Avaya Support Forums

Avaya Support Forums (http://support.avaya.com/forums/index.php)
-   Avaya Networking Products (http://support.avaya.com/forums/forumdisplay.php?f=25)
-   -   AVG SSL Accelerator and HTTPOnly cookie flag (http://support.avaya.com/forums/showthread.php?t=1702)

mbeadl 05-08-2012 07:58 AM

AVG SSL Accelerator and HTTPOnly cookie flag
 
Our SSL appliance seems to be stripping the HTTPOnly flag from the cookie sent from the server. I see it on the unencrypted side but then the flag is not present on the client workstation browsing the site.
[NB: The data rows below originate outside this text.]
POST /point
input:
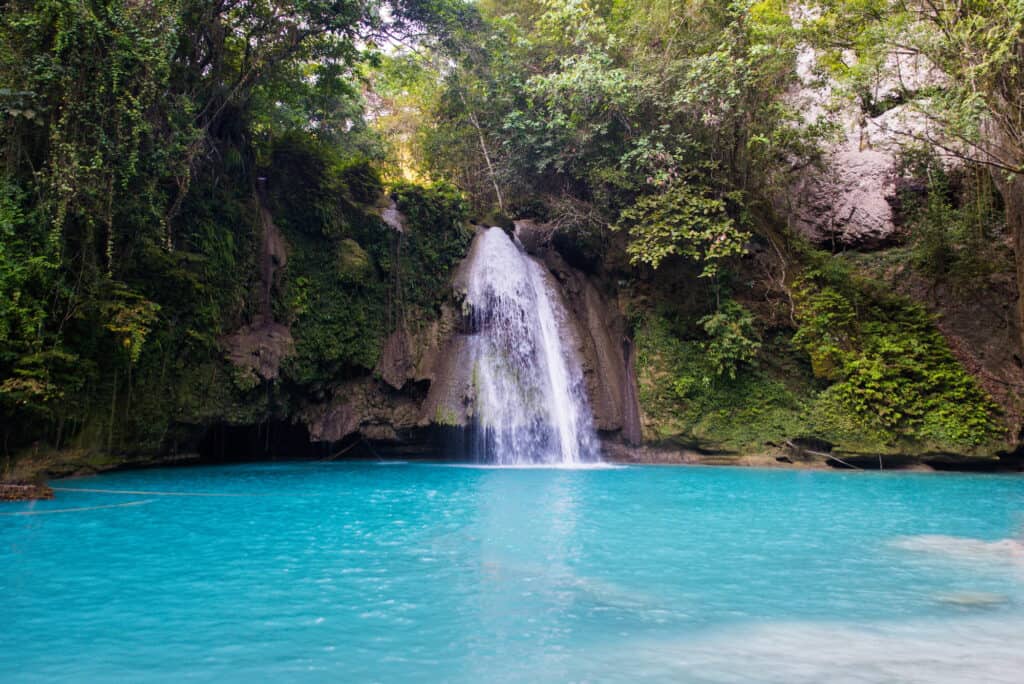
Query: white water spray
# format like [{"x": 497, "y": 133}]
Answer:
[{"x": 530, "y": 403}]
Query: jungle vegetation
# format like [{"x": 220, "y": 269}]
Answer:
[{"x": 139, "y": 142}]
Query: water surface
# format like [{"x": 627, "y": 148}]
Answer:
[{"x": 431, "y": 572}]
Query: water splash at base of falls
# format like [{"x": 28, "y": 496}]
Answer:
[{"x": 530, "y": 403}]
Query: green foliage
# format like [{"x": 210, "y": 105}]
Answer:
[
  {"x": 436, "y": 239},
  {"x": 952, "y": 218},
  {"x": 133, "y": 136},
  {"x": 346, "y": 295},
  {"x": 732, "y": 341},
  {"x": 683, "y": 219},
  {"x": 893, "y": 376},
  {"x": 685, "y": 396}
]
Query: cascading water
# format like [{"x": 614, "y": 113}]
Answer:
[{"x": 530, "y": 404}]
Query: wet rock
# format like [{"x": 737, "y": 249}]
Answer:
[
  {"x": 260, "y": 348},
  {"x": 25, "y": 490}
]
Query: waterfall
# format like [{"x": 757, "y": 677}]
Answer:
[{"x": 530, "y": 403}]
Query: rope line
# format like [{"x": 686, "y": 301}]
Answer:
[
  {"x": 85, "y": 508},
  {"x": 151, "y": 494}
]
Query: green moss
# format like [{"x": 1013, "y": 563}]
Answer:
[
  {"x": 685, "y": 397},
  {"x": 865, "y": 370},
  {"x": 893, "y": 376}
]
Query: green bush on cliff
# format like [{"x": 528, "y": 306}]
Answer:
[
  {"x": 684, "y": 395},
  {"x": 893, "y": 376}
]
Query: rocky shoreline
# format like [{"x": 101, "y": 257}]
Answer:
[{"x": 28, "y": 480}]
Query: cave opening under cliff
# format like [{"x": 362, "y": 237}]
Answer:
[{"x": 269, "y": 440}]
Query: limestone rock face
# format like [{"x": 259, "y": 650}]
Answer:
[
  {"x": 423, "y": 380},
  {"x": 846, "y": 200},
  {"x": 260, "y": 348}
]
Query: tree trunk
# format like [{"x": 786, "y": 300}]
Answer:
[{"x": 1012, "y": 190}]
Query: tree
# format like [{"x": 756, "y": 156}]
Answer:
[{"x": 974, "y": 97}]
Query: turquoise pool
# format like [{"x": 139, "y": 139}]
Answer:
[{"x": 308, "y": 571}]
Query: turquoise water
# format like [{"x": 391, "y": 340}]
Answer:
[{"x": 432, "y": 572}]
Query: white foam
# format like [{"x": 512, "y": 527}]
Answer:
[{"x": 925, "y": 651}]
It is working with an AAS 2424.

Has anyone been able to make this work and was there a specific setting that needed to be set on the accelerator?

Mike

rshaynes 05-31-2012 08:59 AM

The VPN Gateway SSL acceleration mode currently does not support adding the httponly flag on client-side connections and will remove (strip) any httponly flag sent by a server towards the client.

We are aware that this lack of support has implications for cross-site scripting exploitation (depending on the content being access via the secure connection) and PCI compliancy and are considering introducing this feature/function in a future release.


All times are GMT -7. The time now is 02:19 PM.